Content Node Always Down

Question

Content Node Always Down

aryamanvinchhi opened this issue 3 months ago · 5 comments

I have a content node that is constantly down (it keeps restarting every 30 min or so). The logs look mostly fine, but I did note this message.

Steps to reproduce:
Nothing specific here, I created a cluster, ingested documents and now I find 1 node is struggling.

Any ideas on how to debug or proceed here? I also tried replacing the node (no data loss since the data is persisted on a mount) but the problem still exists.

"terminate called after throwing as instance of search::chunkException
terminate called recursively
incremented restart penalty to 14 seconds"

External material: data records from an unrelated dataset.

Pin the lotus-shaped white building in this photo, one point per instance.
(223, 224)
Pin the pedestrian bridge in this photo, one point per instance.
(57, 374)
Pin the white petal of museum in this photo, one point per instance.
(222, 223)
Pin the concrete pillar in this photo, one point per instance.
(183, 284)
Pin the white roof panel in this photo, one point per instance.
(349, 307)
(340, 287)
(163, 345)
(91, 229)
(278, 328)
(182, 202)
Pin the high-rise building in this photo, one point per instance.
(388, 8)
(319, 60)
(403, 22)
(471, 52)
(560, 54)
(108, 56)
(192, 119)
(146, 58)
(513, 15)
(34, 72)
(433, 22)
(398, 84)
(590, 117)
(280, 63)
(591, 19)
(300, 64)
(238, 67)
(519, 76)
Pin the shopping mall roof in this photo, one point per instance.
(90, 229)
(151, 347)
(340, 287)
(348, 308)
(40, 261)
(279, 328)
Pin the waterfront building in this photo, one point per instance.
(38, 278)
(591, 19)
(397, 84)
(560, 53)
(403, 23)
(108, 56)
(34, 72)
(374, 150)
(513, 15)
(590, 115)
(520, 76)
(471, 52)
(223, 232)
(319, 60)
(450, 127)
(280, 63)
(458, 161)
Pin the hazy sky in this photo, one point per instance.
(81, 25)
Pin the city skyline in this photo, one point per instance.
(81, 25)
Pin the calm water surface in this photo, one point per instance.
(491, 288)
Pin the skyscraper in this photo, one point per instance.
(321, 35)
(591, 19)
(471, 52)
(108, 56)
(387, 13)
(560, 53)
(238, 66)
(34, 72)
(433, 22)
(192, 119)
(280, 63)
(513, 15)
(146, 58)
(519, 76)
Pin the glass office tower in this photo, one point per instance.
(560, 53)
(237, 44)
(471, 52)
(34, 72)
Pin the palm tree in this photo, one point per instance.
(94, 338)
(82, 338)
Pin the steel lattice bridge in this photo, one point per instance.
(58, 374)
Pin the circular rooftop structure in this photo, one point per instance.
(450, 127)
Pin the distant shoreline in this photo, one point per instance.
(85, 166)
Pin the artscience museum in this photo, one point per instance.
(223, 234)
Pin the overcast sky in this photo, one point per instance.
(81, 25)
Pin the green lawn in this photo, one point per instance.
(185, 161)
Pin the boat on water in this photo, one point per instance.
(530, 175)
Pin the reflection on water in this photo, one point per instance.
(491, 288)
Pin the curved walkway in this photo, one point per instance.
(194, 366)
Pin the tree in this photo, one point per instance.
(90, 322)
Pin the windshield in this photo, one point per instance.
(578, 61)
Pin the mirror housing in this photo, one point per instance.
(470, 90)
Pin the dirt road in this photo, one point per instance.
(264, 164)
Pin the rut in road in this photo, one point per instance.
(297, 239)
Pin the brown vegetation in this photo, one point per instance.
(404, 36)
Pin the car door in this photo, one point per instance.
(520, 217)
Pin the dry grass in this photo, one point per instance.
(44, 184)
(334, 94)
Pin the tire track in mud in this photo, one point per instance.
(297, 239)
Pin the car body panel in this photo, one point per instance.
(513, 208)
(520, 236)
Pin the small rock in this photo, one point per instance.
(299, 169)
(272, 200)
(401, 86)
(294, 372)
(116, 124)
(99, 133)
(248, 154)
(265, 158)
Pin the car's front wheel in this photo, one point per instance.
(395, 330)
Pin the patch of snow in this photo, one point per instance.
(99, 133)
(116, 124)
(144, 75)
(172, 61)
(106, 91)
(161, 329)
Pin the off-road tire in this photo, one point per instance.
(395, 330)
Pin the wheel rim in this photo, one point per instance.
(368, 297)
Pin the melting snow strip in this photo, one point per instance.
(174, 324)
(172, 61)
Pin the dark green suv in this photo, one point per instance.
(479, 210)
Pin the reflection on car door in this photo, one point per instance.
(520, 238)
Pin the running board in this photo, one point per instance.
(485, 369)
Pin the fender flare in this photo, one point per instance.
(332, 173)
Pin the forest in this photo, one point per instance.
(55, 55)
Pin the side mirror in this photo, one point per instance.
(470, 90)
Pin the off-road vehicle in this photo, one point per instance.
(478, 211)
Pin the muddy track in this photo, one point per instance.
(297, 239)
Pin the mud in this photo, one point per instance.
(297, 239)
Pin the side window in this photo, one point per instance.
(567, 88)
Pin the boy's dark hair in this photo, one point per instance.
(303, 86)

Answer 1 · 2024-09-19T13:22:00.000Z

Version 8.270.8

Answer 2 · 2024-09-19T15:42:36.000Z

Quick correction - the pod itself does not restart but it is the vespa-proton indexing service that keeps starting again and again. From what I understand, this is actually not an issue but expected behavior.

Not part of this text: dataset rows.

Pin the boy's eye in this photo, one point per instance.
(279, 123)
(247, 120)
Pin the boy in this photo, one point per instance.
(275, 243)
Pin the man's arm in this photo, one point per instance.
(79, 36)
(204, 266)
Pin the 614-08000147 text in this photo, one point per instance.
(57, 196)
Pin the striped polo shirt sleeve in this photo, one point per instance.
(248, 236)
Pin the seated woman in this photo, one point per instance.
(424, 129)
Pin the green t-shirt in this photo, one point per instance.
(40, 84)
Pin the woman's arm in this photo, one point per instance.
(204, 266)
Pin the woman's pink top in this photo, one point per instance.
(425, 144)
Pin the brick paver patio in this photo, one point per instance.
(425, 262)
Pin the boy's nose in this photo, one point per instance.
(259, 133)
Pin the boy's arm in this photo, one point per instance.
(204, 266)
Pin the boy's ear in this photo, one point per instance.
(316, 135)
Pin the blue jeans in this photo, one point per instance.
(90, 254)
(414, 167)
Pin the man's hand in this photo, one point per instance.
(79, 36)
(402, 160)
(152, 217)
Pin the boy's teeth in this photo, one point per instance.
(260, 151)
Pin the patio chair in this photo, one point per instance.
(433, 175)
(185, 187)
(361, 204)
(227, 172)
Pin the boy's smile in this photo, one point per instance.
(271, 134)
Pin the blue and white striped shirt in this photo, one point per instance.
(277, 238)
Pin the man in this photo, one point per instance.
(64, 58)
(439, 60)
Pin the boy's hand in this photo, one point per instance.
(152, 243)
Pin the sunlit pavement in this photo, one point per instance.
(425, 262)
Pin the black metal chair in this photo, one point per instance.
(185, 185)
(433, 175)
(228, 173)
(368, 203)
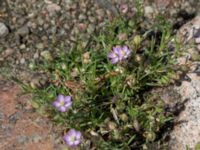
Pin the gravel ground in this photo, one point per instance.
(32, 30)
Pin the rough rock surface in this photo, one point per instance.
(187, 133)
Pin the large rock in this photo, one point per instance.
(187, 133)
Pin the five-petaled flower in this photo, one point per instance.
(63, 103)
(72, 138)
(119, 53)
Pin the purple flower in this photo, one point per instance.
(119, 53)
(125, 52)
(115, 55)
(63, 103)
(72, 138)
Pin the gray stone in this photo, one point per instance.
(187, 133)
(3, 30)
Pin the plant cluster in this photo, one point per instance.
(100, 93)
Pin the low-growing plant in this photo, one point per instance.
(100, 92)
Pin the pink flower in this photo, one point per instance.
(72, 138)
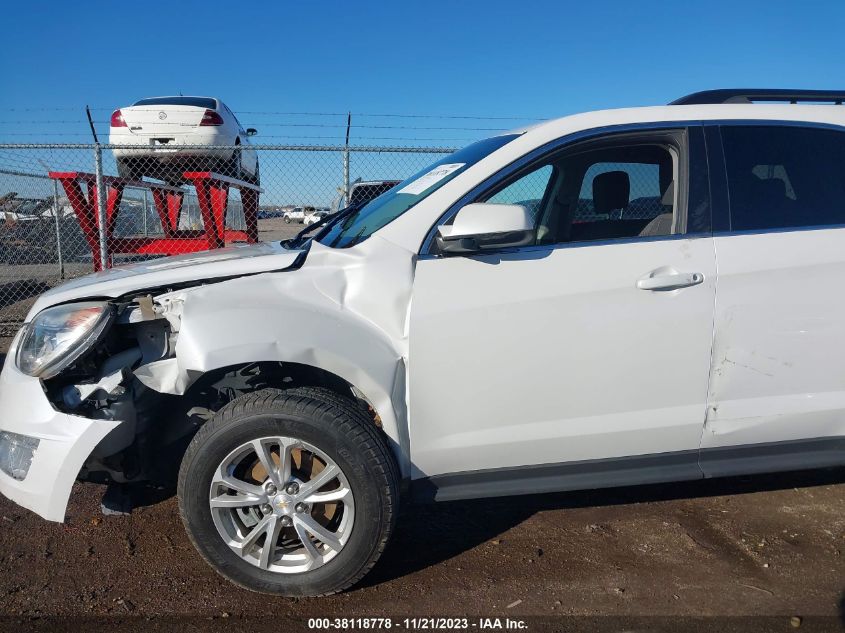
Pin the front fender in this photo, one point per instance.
(344, 311)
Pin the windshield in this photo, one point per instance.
(359, 225)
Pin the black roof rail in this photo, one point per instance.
(751, 95)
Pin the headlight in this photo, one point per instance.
(58, 336)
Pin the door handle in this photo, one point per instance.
(660, 280)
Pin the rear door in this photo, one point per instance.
(777, 385)
(576, 360)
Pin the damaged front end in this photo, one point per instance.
(101, 385)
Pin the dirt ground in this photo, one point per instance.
(769, 546)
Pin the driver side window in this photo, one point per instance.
(599, 192)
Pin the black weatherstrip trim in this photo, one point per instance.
(819, 452)
(748, 459)
(580, 475)
(719, 200)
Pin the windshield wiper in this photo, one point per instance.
(326, 222)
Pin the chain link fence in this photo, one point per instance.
(67, 210)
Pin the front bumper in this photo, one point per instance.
(64, 442)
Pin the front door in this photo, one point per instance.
(593, 344)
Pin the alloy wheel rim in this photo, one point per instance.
(282, 504)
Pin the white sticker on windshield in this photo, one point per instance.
(434, 176)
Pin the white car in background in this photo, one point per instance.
(636, 296)
(169, 135)
(312, 216)
(297, 214)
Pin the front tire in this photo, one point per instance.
(304, 470)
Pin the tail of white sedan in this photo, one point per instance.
(162, 137)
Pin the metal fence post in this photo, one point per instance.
(145, 214)
(58, 228)
(101, 206)
(346, 199)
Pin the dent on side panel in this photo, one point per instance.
(344, 311)
(778, 369)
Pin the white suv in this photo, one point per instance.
(613, 298)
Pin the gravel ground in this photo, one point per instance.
(763, 546)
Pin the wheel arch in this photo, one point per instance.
(341, 377)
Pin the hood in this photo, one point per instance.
(239, 259)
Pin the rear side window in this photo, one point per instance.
(196, 102)
(784, 177)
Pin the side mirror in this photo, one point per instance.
(481, 226)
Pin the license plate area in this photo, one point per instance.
(162, 144)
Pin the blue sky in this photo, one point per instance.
(446, 73)
(524, 59)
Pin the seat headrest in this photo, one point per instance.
(769, 190)
(611, 191)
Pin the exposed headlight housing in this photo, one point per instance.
(58, 336)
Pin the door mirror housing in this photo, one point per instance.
(481, 226)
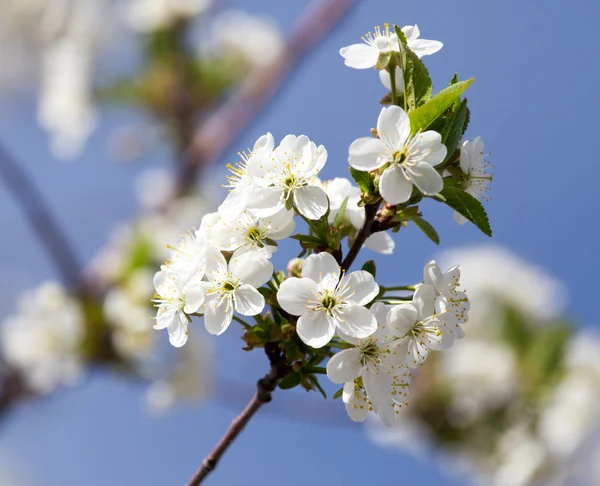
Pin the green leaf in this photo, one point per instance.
(453, 130)
(465, 204)
(339, 217)
(425, 115)
(417, 82)
(363, 180)
(426, 228)
(290, 381)
(370, 267)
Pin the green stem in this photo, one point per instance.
(243, 323)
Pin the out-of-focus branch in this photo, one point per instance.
(228, 122)
(41, 218)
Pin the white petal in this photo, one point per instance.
(424, 301)
(425, 47)
(426, 178)
(362, 286)
(178, 330)
(360, 56)
(367, 153)
(315, 328)
(381, 242)
(394, 187)
(377, 386)
(402, 318)
(266, 201)
(217, 315)
(311, 201)
(393, 127)
(248, 301)
(251, 268)
(294, 293)
(195, 292)
(322, 267)
(357, 322)
(344, 366)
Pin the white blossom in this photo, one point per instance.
(288, 177)
(475, 168)
(254, 39)
(151, 15)
(239, 182)
(383, 376)
(246, 232)
(382, 43)
(326, 303)
(232, 286)
(43, 339)
(420, 328)
(337, 190)
(408, 160)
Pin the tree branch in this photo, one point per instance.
(40, 218)
(264, 389)
(229, 121)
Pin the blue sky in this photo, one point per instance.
(534, 101)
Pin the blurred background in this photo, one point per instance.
(117, 119)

I tried stopping and starting services again, but the node continues to show a "Connection reset" error on the cluster controller page. The restart penalty is up to 1800 seconds now.

Answer 3 · 2024-09-20T13:57:16.000Z

The document store data is corrupt for some reason (corruption, incomplete write, bug). We would be interested in looking at it, but I think that will be hard for non-technical reasons, and you are also on a quite old version.

Unless you have configured redundancy 1 the data will already be restored in secondary copies on the other nodes so you can get out of this situation by deleting the data of this node.

Answer 4 · 2024-09-25T12:39:28.000Z

In Vespa 8.413.11 we have extended the chunk exception with more details (#32452) that will be logged if something similar happens again.

Please upgrade to the newest version and report back.

Answer 5 · 2024-09-26T13:21:24.000Z

Sounds great, thank you!